Enfin, des architectes sérieux et compétents, cela existe sûrement mais nous n'en avons jamais rencontré. Aucune profession n'est coupable, aucune profession n'est innocente. Cherchons seulement ce qui, dans le système, engendre la pépinière des escrocs et assure la fortune des imbéciles et des margoulins. Ici, je me permettrai de dire quand même que dans les délires de la construction ou du prix des ventes de l'immobilier, la part la plus substantielle est en fait accaparée par des gens " très biens " qui sont banquiers ou propriétaires fonciers. Réfléchissons bien à ceci : le taux de l'intérêt considérable multiplia par deux le coût de fabrication lorsqu'une opération se déroule sur quelques années. Retenons aussi que la crise générale de l'économie permet à certaines agences bancaires associées à certains agents immobiliers et à certains liquidateurs, de pratiquer le genre d'escroquerie suivante : prêter par exemple 1.200.000 BEF à un jeune couple désireux d'acheter 2.400.000 BEF un petit appartement dans un quartier invivable. Ce jeune couple dispose de 1.500.000 BEF résultant parfois d'un plan d'épargne. Il imagine faire 300.000 BEF de travaux là où il en faudrait 600.000 BEF. Après des études longues, ils ne disposent que d'un revenu moyen ; il s'agit d'un couple d'enseignants qui ne sera même pas frappé par le chômage mais par l'effritement des traitements de la fonction publique. Une ou deux autres difficultés imprévues surviennent et le nantissement hypothécaire permettra à la banque prêteuse de mettre en vente la maison sur la base d'une dette qui est passée, par le jeu du taux d'intérêt à 1.500.000 BEF.

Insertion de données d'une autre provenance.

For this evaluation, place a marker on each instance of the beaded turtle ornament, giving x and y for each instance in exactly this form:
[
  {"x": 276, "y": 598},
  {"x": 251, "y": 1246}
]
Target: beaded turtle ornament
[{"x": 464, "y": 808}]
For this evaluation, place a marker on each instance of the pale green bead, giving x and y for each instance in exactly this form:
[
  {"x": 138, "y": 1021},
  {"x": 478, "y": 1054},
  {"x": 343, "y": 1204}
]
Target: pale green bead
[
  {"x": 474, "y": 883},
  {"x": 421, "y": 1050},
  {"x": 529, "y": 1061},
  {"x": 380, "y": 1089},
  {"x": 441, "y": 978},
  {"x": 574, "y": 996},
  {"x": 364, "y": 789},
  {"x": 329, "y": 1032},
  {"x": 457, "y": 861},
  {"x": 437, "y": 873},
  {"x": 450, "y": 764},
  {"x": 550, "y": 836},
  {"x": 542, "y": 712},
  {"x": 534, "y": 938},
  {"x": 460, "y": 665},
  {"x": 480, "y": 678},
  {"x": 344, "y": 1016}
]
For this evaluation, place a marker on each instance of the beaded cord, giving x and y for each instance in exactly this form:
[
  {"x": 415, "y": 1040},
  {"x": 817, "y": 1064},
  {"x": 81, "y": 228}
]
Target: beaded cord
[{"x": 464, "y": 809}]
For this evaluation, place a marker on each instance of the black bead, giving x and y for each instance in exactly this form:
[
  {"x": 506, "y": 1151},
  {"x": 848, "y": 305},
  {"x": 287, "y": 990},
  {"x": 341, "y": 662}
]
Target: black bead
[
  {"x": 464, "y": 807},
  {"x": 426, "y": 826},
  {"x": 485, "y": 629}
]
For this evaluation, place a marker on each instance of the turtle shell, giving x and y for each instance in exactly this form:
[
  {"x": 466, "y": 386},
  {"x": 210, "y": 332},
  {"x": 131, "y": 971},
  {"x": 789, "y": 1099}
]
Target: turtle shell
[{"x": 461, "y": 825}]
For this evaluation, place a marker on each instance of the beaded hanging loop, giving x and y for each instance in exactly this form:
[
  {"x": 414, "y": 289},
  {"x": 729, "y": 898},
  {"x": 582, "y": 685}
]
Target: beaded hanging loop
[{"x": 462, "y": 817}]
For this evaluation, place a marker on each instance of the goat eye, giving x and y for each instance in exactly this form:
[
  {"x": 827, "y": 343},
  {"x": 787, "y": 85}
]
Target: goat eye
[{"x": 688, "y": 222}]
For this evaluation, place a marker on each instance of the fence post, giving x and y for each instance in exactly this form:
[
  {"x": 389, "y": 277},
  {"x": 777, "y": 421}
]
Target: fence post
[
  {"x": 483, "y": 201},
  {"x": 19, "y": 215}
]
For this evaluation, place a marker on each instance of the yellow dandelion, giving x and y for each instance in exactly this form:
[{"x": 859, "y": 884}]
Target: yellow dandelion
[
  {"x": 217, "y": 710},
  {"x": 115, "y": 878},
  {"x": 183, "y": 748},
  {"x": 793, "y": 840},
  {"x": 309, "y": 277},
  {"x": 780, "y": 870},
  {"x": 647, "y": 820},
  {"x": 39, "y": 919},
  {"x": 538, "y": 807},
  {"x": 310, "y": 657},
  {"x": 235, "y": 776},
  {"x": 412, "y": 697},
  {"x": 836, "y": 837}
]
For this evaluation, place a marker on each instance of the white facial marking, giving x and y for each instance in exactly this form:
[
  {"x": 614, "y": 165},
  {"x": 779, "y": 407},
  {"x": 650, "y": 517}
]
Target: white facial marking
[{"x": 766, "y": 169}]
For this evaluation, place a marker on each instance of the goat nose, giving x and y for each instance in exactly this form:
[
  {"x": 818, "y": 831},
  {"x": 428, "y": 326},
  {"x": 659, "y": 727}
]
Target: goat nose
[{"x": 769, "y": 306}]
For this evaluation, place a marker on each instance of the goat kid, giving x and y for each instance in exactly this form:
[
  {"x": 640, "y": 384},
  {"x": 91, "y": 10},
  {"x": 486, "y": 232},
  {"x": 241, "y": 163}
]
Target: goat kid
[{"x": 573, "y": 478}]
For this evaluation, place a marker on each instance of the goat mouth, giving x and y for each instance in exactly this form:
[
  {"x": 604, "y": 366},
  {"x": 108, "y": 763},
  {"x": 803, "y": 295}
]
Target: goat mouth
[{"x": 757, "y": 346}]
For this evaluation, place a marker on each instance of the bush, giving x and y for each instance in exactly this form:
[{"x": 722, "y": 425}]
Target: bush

L'agence immobilière, liée à la banque, revendra pour une bouchée de pain ce qui a finalement coûté extrêmement cher au vu des nombreux frais. A ceux-ci, ajoutons les " frais de notaire " qui sont en réalité des impôts car l'État est toujours là pour prendre lui aussi sa livre de choix. Bref le petit capital de départ a engendré une dette impossible à rembourser. L'usure est imbriquée dans ce que nous appelons l'immobilier de haut en bas de l'échelle. L'usure et la spéculation, ces deux mamelles de ce qu'il faut bien nommer revenus sans travail, oppriment, compriment et rongent les revenus de ceux qui travaillent. La révolte du peuple pour le droit à l'espace, sans lequel son droit à la vie n'est qu'un droit à la captivité, cette révolte-là me paraît singulièrement à l'ordre du jour. Et si demain l'immobilier est en crise, cela nous permettra sans doute pendant quelques mois à nous, cochons de payeurs, de nous engraisser sur la couenne des cochons d'usuriers. Voilà qui nous fera des vacances.